Other potential strategies for riding out a downturn include reducing your spending — at least temporarily — putting off retirement for a few years or finding part-time work. If you can avoid selling more volatile investments, you’ll be in a better position to rebalance your portfolio when the market recovers.

Protect the nest

As you approach retirement during a period of market volatility, it’s critical to protect your nest egg. How you do this, however, depends on your personal situation. So be sure to consult with advisors to design a plan that makes sense for you.

 

Sidebar: CARES Act provides retirement relief

The Coronavirus Aid, Relief, and Economic Security (CARES) Act enacted in March contains several provisions affecting retirement plans.
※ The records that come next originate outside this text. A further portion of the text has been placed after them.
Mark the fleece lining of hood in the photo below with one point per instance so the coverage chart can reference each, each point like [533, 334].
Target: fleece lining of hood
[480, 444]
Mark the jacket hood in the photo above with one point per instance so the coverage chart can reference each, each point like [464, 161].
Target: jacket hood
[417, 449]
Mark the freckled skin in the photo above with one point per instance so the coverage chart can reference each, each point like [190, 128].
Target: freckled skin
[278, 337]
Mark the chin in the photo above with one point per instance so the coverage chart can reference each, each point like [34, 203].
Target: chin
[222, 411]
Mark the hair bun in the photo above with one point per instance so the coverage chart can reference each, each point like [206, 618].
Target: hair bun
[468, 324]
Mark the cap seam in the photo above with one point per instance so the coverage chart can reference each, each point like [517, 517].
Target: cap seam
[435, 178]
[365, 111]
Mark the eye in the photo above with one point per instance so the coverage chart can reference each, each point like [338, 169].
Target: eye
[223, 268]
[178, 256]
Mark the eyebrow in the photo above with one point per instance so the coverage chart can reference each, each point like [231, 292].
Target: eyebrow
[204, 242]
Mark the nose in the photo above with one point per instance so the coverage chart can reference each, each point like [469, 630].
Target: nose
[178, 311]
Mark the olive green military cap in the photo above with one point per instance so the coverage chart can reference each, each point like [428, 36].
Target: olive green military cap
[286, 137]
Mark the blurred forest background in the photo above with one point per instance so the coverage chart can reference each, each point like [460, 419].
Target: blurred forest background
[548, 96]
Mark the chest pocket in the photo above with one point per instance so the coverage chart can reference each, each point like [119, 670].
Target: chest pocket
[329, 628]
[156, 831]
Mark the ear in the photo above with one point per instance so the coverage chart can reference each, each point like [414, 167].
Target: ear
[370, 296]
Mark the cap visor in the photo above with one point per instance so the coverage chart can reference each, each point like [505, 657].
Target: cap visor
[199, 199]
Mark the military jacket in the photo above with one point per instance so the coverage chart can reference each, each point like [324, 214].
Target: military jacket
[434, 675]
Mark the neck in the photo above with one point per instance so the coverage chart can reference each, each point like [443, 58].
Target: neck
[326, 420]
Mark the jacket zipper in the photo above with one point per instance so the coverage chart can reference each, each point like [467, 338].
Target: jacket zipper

One provision was designed to ease the impact of market volatility on tax-advantaged retirement accounts: It allows you to skip required minimum distributions (RMDs) from qualified retirement plans and IRAs for 2020. This is important because 2020 RMDs are calculated based on account values as of December 31, 2019.

Say, for example, that your account’s value has declined substantially since the end of 2019. Taking an RMD in 2020 could deplete a larger percentage of your current balance than would normally be required and force you to sell assets at depressed values rather than leaving investments in place to potentially regain their value. Plus, you’d generally have to pay tax on the distribution.

Another provision of the CARES Act can waive the early withdrawal penalty tax that normally applies to taxpayers under age 59½. It’s available for 2020 distributions up to $100,000 for taxpayers who suffer financial hardship as a direct result of the COVID-19 pandemic. This relief may be available if you, a spouse or dependent was diagnosed with COVID-19, or if you otherwise suffered certain adverse financial consequences from it. You may also avoid paying tax on qualifying distributions by recontributing the amount within three years (without regard to otherwise applicable contribution limits). Amounts that aren’t recontributed are taxable, but you can spread the tax liability over a three-year period.

Finally, the act allows retirement plans to increase maximum loan amounts in 2020 to the lesser of $100,000 or 100% of the vested account balance. Ordinarily, loans are limited to the lesser of $50,000 or 50% of the vested balance.

This information is not intended to be a substitute for individualized tax advice. We suggest that you discuss your specific tax issues with a qualified tax advisor.